Apple has raised prices on iPads and MacBooks by $100-$500 due to storage and memory shortage driving up production costs.
Reported as fact from an Apple spokesperson; cost of production rising at fastest pace seen, company tried to refrain from passing on costs but reached inevitability.
Chinese internet names will continue to see pain in the next 3 to 6 months as AI investments hurt earnings.
Speaker argues leading platforms must invest in AI which is earnings-negative, and consumer monetization of AI is unclear.
The AI CapEx cycle is driving earnings growth and upward earnings revisions in Korea and Taiwan tech-related sectors.
The speaker asserts that the AI CapEx cycle is the driver of earnings momentum and upward revisions in Korea and Taiwan tech sectors.
How are investors positioned and how are they looking at these markets?
The guest noted that traditional long-only global investors are less crowded in memory stocks because they remember the cyclical nature of memory. They haven't seen capitulation selling out of China internet into memory. Asian investors are more pragmatic, chasing momentum in AI semiconductor and infrastructure names. On the other hand, Asian investors are very earnings-driven and if earnings miss, there's heavy selling pressure.
How important is earnings going to be given that valuations, especially on the hardware side, have spiked?
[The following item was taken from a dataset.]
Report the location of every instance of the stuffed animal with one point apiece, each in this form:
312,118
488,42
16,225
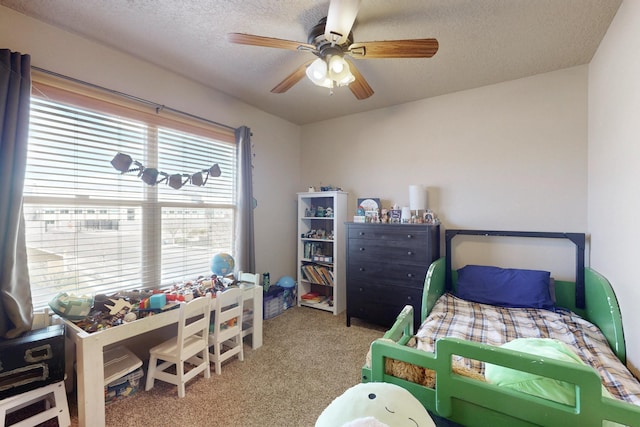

The guest explained that in Asia, earnings matter a lot - there continue to be earnings upward revisions in Korea and Taiwan. There's a debate on whether long-term agreements for memory stocks lock in profits or are meaningless if the cycle turns. In Asia if earnings miss even a little, there is crowded shorting or selling pressure, amplifying volatility in high tech and GPU names.
What about the Chinese internet names — what do we do with them?
The guest said the pain will remain for the next 3-6 months. Leading platforms need to invest in AI which is earnings-negative, and if AI initiatives succeed that means more inferencing costs which is even more earnings-negative. Consumer-side monetization on AI isn't clear. Though the stocks look cheap on multiples, earnings are still being revised down. The opportunity cost is also a problem - holding China internet while memory stocks are up 50% makes investors question the short-term tradeoff.